Le lambeau et autres lectures

J’étais le nez dans Le lambeau cinq ans après l’attentat de Charlie. Cela me semble loin et proche. Philippe Lançon, l’auteur, journaliste et critique d’art et littéraire, est l’un des survivants de cette tuerie, gravement blessé. Un blessé du guerre à la gueule cassée. Et dans ce livre, il raconte le jour d’avant et les jours d’après, les longs jours de sa reconstruction physique, psychique et spirituelle.

Le lambeau c’est son journal de bord, écrit jour après jour, dans ses chambres de malade et dans lequel il écrit sa vie, le tissage entre les fragments de sa vie. Il dit l’immense solitude de chaque être vivant. Un journal rythmé par les opérations multiples qu’il a reçues pour reconstruire son visage arraché, sa mâchoire. C’est un livre de chairs, de douleurs, de questions, de cauchemars.

Etais-je, à cet instant, un survivant ? Un revenant ? Où étaient la mort, la vie ? Que restait-il de moi ? Je ne pensais pas ces questions de l’extérieur, comme des sujets de dissertation. Je les vivais. Elles étaient là, par terre, autour de moi et en moi, concrètes comme un éclat de bois ou un trou dans le parquet, vagues comme un mal non identifié, elles me saturaient et je ne savais qu’en faire. Je ne le sais toujours pas…

Il retrace son parcours professionnel et son métier, journaliste de guerre un temps, et dresse au fil des pages et des rencontres quelques portraits savoureux de personnes publiques ou de ses proches. Il parle aussi beaucoup de ses ténèbres, de la morphine impérative au début pour supporter l’insupportable blessure, il parle aussi de cet élan vital qui va et qui vient, et qui parfois se dérobe, du rôle admirable des soignants qui l’empêchent de se laisser happer par le gouffre.

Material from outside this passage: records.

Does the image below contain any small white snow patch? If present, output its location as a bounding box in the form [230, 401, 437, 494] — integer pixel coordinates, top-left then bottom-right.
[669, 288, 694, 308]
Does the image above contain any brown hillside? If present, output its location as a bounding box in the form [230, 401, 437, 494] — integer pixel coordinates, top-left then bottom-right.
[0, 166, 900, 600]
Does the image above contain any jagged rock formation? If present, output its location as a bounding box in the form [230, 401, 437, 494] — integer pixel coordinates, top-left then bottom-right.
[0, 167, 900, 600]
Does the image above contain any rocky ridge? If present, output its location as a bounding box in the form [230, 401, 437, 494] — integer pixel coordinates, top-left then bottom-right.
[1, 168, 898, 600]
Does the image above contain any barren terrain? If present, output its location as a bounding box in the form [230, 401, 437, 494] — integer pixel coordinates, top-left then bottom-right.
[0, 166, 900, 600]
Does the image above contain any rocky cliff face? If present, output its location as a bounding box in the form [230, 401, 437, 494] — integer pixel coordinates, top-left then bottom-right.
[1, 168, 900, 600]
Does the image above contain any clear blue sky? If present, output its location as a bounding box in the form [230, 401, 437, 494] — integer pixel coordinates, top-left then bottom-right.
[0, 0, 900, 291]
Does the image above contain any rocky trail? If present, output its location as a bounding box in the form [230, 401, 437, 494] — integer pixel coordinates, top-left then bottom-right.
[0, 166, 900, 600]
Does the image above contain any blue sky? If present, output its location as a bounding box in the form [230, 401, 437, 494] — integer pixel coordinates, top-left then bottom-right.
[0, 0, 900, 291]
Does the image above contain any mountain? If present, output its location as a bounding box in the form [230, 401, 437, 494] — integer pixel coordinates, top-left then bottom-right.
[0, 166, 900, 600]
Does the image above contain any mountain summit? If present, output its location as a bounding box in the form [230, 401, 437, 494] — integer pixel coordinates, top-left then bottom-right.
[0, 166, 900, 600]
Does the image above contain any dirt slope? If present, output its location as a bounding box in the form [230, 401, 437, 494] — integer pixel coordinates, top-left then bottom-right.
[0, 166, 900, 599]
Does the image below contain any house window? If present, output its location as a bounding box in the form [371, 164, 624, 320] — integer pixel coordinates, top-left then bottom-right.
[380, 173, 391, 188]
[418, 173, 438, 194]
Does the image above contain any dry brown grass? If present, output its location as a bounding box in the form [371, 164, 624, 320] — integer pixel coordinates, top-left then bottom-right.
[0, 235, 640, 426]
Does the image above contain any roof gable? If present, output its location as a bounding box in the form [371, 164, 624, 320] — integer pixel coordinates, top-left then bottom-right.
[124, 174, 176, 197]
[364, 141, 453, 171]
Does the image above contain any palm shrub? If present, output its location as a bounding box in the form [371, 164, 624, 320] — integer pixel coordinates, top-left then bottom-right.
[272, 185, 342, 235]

Sa reconstruction demande une discipline de fer pour apprivoiser les nouveaux morceaux de son corps qui s’épuise dans sa reconstruction, et remettre en mouvement tout ce qui a été si longtemps immobilisé, à commencer par la parole dont il est privé pendant de longs jours ou semaines. Plusieurs fois.

Sa force de caractère, sa pugnacité forcent l’admiration. Il dépeint l’incroyable cocon d’affection que tissent ses proches et ses amis et qui le contient dans la longue épreuve. Les campements de sa famille dans sa chambre, les croisements. les discussions avec les gendarmes qui assurent sa protection.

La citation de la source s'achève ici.